Obat besutan PT Dexa Medica ini memiliki tiga tindakan yaitu pencegahan, pengobatan kasus, pengobatan kasus, dan pencegahan penyebaran infeksi.
Uji klinis obat ini pada pasien tuberkulosis paru dilakukan oleh beberapa ahli. Para ahli melakukan uji klinis dengan tingkat keberhasilan terlihat pada perbaikan klinis (perubahan BTA dahak) dan perbaikan radiologi (radiografi dada).
Hasil uji klinis Amin, dkk dilakukan selama enam bulan pengobatan, yaitu antara kelompok kontrol yang mendapat pengobatan obat tuberkulosis biasa (Rifampin, INH, Ethambutol, Pyrazinamide) dan kelompok eksperimen diterima. Pengobatan standar TBC dengan Stimuno yang diminum tiga kali sehari.
Setelah satu minggu pengobatan, proporsi pasien dengan perubahan BTA pada dahak pada kelompok eksperimen (52,9%) lebih tinggi dibandingkan pada kelompok kontrol (39,4%).
“Secara statistik menunjukkan pendekatan Stimuno yang baik dan mempunyai dampak klinis yang besar, artinya pasien dengan mutasi dahak BTA tidak akan menjadi sumber penularan TBC paru-paru di tempatnya. Selain itu, peningkatan imunitas pasien juga terjadi. diamati; sehingga dapat disimpulkan bahwa Stimuno bekerja sama seperti obat pengobatan tuberkulosis untuk mencapai pemberantasan virus tersebut,” jelas Direktur Pengembangan Usaha dan Keilmuan Grup Dexa, Prof Raymond Tjendravinata.

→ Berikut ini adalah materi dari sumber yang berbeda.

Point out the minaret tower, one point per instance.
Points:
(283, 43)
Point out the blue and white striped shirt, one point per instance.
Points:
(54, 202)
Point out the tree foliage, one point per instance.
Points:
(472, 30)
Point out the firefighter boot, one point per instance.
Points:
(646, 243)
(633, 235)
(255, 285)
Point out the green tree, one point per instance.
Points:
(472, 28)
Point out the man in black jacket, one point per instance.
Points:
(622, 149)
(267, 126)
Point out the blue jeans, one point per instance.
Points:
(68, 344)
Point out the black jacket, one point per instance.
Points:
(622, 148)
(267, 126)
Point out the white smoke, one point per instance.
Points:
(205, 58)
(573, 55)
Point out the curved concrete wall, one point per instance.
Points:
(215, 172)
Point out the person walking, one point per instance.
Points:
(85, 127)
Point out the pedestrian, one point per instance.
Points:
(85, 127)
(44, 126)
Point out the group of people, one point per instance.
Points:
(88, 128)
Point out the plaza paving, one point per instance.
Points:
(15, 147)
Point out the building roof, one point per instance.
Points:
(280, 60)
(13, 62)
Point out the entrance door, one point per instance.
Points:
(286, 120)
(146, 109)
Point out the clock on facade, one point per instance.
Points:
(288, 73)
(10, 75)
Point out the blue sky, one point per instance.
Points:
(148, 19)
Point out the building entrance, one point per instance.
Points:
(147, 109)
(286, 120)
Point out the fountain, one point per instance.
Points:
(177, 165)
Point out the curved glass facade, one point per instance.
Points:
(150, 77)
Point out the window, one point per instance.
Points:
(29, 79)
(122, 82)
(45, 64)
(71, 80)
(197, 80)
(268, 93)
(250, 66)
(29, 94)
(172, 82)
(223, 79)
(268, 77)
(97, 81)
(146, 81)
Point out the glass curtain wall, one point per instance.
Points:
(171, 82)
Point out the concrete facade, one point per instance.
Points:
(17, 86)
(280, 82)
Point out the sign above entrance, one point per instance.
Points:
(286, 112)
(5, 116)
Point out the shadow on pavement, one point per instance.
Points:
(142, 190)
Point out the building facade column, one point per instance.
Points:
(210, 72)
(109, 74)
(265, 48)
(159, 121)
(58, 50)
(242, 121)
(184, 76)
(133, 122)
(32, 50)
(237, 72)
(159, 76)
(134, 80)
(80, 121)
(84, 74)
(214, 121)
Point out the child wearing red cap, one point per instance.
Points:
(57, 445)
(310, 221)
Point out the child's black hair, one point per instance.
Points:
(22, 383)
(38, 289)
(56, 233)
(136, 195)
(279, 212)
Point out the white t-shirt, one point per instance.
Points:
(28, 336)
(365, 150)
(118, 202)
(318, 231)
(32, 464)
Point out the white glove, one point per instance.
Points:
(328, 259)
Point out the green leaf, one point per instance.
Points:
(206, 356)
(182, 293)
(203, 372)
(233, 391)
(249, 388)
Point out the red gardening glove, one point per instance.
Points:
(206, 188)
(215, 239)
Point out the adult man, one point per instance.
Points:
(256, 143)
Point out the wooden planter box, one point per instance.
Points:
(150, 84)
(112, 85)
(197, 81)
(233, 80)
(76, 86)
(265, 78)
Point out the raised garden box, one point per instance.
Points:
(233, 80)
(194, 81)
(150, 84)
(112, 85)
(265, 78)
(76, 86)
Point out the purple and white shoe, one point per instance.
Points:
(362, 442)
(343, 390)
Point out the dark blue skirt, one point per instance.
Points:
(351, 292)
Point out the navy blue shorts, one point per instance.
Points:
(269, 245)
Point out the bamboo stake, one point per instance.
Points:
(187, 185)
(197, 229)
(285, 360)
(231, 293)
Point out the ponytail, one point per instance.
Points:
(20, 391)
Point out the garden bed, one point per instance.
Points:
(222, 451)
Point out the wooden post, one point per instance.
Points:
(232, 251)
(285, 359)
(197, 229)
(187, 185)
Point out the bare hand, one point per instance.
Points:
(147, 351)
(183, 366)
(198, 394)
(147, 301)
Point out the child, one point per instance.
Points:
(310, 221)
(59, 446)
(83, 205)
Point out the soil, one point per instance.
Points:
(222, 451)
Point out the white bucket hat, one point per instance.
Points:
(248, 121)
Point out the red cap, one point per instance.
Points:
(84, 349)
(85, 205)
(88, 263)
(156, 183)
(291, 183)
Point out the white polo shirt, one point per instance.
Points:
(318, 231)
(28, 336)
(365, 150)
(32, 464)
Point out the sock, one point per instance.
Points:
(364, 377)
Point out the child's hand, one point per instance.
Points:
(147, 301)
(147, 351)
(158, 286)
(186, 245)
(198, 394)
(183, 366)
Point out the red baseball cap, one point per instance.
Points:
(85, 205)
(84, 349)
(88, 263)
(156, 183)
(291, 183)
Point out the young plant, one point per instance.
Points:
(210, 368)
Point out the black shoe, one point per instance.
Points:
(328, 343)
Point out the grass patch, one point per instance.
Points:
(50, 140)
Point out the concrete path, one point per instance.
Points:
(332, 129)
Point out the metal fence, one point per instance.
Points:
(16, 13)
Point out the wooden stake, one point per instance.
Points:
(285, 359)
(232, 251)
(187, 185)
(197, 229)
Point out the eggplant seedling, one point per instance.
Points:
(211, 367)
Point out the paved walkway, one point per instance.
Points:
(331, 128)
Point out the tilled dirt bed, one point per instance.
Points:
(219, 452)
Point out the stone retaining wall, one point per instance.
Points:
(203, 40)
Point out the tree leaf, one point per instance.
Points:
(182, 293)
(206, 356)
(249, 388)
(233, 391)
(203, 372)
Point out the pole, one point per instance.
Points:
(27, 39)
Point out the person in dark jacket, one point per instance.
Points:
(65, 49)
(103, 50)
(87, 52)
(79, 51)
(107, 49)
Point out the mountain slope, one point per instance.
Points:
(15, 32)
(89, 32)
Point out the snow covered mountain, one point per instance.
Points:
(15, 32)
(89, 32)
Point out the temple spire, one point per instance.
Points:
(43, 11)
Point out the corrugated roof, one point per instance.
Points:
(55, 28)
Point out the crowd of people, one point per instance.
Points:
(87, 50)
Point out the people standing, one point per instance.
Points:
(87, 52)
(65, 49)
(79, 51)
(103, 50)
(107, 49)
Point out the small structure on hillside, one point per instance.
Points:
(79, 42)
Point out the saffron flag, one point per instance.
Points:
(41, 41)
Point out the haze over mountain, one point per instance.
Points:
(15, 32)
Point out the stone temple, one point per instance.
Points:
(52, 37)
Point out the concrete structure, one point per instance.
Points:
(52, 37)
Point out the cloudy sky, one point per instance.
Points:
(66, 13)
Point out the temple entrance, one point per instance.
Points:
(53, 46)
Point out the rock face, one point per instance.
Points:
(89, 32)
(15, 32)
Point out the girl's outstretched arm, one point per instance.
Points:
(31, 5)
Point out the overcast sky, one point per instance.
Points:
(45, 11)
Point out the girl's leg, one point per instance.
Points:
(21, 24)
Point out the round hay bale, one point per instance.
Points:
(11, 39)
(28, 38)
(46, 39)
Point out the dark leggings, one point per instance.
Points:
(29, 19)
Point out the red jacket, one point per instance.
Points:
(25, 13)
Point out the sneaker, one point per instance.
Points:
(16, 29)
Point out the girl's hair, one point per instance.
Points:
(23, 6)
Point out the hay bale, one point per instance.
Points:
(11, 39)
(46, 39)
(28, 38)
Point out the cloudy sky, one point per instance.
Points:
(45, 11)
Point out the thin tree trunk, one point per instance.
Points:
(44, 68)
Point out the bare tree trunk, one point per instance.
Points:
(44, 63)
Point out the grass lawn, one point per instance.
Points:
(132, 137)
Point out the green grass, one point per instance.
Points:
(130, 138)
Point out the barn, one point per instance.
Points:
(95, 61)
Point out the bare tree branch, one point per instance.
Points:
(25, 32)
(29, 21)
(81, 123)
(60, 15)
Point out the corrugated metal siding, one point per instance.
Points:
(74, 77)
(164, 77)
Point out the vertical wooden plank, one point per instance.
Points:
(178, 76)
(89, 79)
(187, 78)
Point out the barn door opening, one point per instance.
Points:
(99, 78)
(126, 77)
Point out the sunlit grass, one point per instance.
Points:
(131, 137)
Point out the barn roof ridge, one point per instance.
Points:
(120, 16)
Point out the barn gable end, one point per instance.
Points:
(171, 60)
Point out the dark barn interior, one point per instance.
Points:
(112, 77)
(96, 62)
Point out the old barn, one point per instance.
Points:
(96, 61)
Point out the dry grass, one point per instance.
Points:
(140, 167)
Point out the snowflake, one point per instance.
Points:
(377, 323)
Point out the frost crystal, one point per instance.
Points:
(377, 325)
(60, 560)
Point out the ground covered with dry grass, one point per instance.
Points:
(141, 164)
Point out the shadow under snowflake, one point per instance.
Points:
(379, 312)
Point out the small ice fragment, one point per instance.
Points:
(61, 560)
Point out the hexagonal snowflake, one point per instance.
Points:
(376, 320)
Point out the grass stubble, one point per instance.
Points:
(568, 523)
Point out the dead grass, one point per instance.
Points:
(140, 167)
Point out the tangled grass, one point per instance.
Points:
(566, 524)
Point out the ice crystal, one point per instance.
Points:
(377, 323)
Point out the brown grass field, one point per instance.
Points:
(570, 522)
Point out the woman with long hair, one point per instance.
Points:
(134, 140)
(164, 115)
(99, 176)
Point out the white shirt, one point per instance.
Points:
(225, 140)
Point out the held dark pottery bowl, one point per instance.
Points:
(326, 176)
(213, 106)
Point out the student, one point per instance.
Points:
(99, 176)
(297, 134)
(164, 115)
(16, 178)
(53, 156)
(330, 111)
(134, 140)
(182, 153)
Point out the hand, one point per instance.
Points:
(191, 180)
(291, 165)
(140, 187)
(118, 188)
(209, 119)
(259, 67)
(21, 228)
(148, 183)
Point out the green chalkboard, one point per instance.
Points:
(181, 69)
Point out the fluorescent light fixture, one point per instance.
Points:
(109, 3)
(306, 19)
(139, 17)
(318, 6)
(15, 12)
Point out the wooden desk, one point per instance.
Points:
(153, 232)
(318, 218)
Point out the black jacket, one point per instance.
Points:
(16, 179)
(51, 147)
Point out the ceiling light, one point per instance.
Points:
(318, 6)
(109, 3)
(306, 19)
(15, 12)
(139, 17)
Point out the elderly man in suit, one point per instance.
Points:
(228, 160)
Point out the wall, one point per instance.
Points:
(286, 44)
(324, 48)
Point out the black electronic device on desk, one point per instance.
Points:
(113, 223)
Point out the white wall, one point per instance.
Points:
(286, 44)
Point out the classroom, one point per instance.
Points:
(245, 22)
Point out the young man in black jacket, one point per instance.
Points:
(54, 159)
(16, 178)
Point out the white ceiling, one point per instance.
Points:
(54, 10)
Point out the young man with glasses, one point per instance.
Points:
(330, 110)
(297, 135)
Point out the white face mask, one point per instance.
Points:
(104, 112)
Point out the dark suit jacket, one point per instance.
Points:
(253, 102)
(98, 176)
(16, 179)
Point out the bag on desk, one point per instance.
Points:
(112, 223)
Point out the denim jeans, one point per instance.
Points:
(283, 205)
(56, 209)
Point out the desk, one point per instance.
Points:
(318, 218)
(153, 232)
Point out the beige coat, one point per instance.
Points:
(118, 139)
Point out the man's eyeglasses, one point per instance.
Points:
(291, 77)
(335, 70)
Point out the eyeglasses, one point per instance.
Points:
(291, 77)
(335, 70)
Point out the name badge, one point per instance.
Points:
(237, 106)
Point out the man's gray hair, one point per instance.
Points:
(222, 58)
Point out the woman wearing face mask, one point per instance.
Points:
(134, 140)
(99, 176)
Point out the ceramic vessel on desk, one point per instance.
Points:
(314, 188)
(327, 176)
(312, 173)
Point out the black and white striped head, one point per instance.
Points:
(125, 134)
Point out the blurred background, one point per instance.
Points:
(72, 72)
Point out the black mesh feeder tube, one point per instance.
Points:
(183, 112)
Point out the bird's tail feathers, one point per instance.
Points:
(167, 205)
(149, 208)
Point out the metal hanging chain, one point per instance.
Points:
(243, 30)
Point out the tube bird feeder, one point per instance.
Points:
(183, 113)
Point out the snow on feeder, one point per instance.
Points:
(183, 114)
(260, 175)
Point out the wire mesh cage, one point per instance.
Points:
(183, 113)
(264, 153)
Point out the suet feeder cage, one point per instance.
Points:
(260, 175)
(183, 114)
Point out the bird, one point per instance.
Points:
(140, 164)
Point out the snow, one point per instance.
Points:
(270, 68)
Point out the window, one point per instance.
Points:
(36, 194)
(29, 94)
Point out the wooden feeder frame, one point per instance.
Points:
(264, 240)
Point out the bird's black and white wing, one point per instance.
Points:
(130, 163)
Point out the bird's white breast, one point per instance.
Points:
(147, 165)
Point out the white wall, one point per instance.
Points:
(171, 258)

Prof. Raymond juga mengatakan uji klinis menunjukkan Stimono tidak memiliki efek samping yang signifikan dengan penggunaan jangka panjang 6 bulan.
Selain itu, ada tiga tindakan untuk meningkatkan sistem kekebalan tubuh atau tiga tindakan yaitu membantu produksi antibodi lebih banyak, membantu pemulihan sistem kekebalan tubuh, dan membantu memperkuat daya tahan tubuh, katanya.